Greystone Servicing Corp. Inc. STRONG Primary Servicer Ranking Affirmed; Outlook Stable

  • We affirmed our overall STRONG ranking on Greystone Servicing Corp. Inc. as a commercial mortgage loan primary servicer.
  • Greystone specializes in originating and servicing multifamily and health care loans. Based in Warrenton, Va., it is one of the largest FHA-approved multifamily and health care lenders and a leading lender and servicer of government sponsored enterprise (GSE) loans.
  • The outlook is stable.
CENTENNIAL (S&P Global Ratings) Feb. 5, 2019--S&P Global Ratings today 
affirmed its STRONG ranking on Greystone Servicing Corp. Inc. as a commercial 
mortgage loan primary servicer. The outlook is stable.

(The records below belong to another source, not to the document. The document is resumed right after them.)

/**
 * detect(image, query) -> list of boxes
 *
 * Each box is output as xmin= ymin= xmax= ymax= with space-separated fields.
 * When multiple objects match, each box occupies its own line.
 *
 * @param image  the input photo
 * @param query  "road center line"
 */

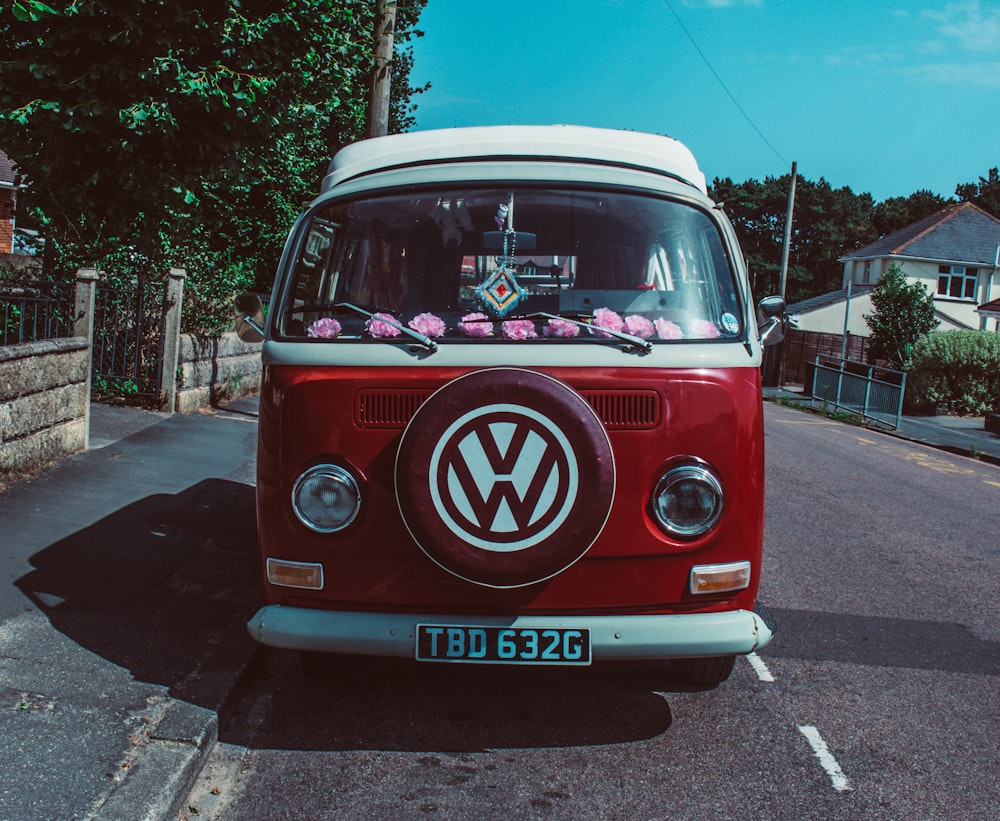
xmin=747 ymin=653 xmax=774 ymax=681
xmin=799 ymin=725 xmax=852 ymax=792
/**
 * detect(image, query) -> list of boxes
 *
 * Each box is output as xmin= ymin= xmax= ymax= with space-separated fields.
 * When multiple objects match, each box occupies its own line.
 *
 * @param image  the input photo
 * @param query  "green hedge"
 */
xmin=906 ymin=331 xmax=1000 ymax=416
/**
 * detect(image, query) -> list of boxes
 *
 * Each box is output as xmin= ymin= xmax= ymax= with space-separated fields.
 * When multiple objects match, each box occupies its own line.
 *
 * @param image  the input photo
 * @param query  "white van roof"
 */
xmin=323 ymin=125 xmax=706 ymax=194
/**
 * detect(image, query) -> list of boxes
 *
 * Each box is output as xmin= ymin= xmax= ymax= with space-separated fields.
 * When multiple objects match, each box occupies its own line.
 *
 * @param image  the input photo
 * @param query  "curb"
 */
xmin=88 ymin=620 xmax=260 ymax=821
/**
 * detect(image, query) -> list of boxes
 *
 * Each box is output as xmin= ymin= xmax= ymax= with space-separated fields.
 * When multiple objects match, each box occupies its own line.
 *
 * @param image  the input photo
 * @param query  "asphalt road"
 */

Our ranking on Greystone reflects the servicer's:
  • Strong Fannie Mae, Freddie Mac, and Federal Housing Administration (FHA) origination platform, which fuels servicing volume;
  • Effective asset management structure, based on unique portfolio requirements;
  • Controlled growth and successful track record in servicing agency lender clients and borrowers;
  • Effective internal control environment;
  • Experienced and tenured management team and staff; and
  • Limited portfolio diversity in terms of property type (87% of unpaid principal balance [UPB] is multifamily) and investor type (95% of UPB is from government sponsored/insured enterprises).
Since our prior review in September 2017, the following changes or 
developments have occurred:
  • Greystone hired a new Senior Manager over Investor Accounting and a new Assistant Manager in Loan Administration – Insurance.
  • The servicer promoted two senior analysts to Assistant Managers, FM Asset Management, which includes Fannie Mae, Freddie Mac, and pension fund asset management functions.
  • Greystone was ranked the largest U.S. Department of Housing and Urban Development (HUD) multifamily lender for firm commitments for fiscal 2018, along with its affiliates.
  • Greystone purchased, developed, and implemented Microsoft Dynamics 365 for workflow, customer relationship management, and asset management functions.
  • The servicer significantly increased insurance staff to handle its larger loan volume.
  • The servicer started processing closing tax and insurance analysis for Fannie Mae and Freddie Mac Affordable and conventional products.
The outlook is stable. Greystone continues to specialize in loans 
predominantly backed by multifamily and health care properties, and it remains 
largely focused in GSE (Fannie Mae and Freddie Mac) and government-insured 
(FHA, Ginnie Mae, and USDA) loan products. We believe Greystone's growth plans 
are reasonable, and we expect the servicer will continue to enjoy the strong 
corporate support historically provided by its affiliates to enhance its 
ability to administer its portfolio in accordance with generally accepted 
servicing practices.

The financial position is SUFFICIENT.